Como é o processo de construção da escrita a partir da dança e como estimular o olhar crítico e estético sobre as obras coreográficas?

Joubert Arrais – Venho trabalhando com três movimentos, o da escrita, o da escrita crítica e o da crítica de dança. São movimentos que se interrelacionam no estudo desse corpo e movimento que se organiza como dança. Tem a ver também com o modo como percebemos as obras, como a obra se organiza como obra coreográfica, qual sua relação com o tempo, com o espaço, que questão nos provoca e, principalmente, como nos tornamos parceiros e cúmplices dessa dança que se apresenta para nós e conosco. Não é uma escrita mecânica, muito menos terapêutica, mas uma escrita sensorial e perceptiva, uma escrita com o corpo, assim como Clarice Lispector diz: "escrevo com o corpo". É desfuncionalizar o ato da escrita, deixar a escrita ser corpo, ser movimento. Aí é que podemos colocar esse olhar crítico que duvida, questiona, enquanto comentários que trazem a potência de uma crítica que busca refletir e produzir conhecimento a respeito de determinado trabalho. Tem mais coisas envolvidas, mas, de modo geral, é esse o processo.


Que função deve a crítica de dança desempenhar?

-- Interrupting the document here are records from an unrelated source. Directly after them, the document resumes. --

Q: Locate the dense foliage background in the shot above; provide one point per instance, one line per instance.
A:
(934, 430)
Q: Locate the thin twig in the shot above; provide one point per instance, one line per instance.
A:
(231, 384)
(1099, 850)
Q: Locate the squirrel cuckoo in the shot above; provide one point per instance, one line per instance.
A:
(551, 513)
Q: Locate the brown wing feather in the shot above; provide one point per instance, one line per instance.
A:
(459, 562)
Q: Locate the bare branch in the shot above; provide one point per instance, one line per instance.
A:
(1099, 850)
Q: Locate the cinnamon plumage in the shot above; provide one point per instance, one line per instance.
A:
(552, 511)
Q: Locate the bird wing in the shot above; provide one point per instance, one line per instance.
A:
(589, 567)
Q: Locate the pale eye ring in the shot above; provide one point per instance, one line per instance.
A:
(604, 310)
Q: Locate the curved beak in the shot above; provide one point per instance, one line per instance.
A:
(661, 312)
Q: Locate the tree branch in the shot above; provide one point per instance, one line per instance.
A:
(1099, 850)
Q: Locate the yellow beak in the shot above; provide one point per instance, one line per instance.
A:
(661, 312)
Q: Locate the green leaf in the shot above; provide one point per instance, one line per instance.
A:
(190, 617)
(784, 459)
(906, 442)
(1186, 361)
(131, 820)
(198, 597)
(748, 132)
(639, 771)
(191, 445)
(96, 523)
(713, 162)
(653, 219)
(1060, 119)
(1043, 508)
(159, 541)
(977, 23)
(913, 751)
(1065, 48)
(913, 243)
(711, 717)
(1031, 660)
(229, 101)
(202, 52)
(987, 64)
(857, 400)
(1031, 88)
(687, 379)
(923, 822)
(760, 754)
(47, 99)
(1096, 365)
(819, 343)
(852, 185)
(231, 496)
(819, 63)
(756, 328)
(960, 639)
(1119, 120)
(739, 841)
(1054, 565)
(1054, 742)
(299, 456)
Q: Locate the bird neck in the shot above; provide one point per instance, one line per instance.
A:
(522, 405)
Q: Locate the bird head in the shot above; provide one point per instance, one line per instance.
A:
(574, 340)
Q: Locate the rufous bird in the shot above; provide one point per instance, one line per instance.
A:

Joubert Arrais – A função da crítica de dança é com a reflexão crítica e política desse corpo que dança, o modo como ele se organiza e se configura como possibilidade de leitura crítica de mundo, pelo menos deveria. Não é a crítica como olhar negativo, mas um olhar complicado. No entanto, o que temos são textos resenhísticos, não apenas os de dança, isso significa que são textos mais comprometidos com o estímulo ao consumo rápido e que coloca o leitor como agente passivo, sem interlocução aprofundada. A leitura de um texto crítico, de fato, estimula conexões, relações, conhecimento. Se um texto é produzido sem esse comprometimento, acaba desempenhando a função apenas de informar a grosso modo. No caso da dança, o comprometimento é com suas especificidades, de que a dança é produção de saber, é ação que acontece no e com o corpo, é leitura de mundo.


Este ano, você desenvolverá a oficina “Escrita com a Dança” durante o Conexão Dança, o que os alunos poderão esperar?

Joubert Arrais – Seremos, eu e todos, coparticipantes de uma experiência coletiva chamada “escrita com a dança”. É uma oficina pelo caráter prático que se propõe, mas é também laboratório de vivências e experimentações com o corpo em movimento de escrita e de dança. Dançaremos juntos com o corpo que se move assim como se move a escrita de ideias no papel. Uma escrita “para nada”, num primeiro momento para fazer com que percebamos que o corpo está ativo, que somos corpos quando escrevemos, mas isso precisa ser vivenciado, precisamos estar disponíveis para esse momento de descoberta.


PERFIL
Foto Alex Hermes

Joubert Arrais é doutorando em Comunicação e Semiótica (PUC/SP), mestre em Dança (UFBA) e bacharel em Comunicação Social/Jornalismo (UFC), com formação artística pelo Centro Em Movimento (CEM/Lisboa). Atua em ações colaborativas de dança, dentre elas, o projeto itinerante Crítica com a Dança - Funarte (2012) e a pesquisa experimental "Sambarroxé" (2008-2011). Coordena o comitê temático “Produção de Discurso Crítico sobre Dança”, da Associação Nacional de Pesquisadores em Dança – Anda (gestão 2011/12). Colabora, desde 2003, dos jornais cearenses O Povo e Diário do Nordeste.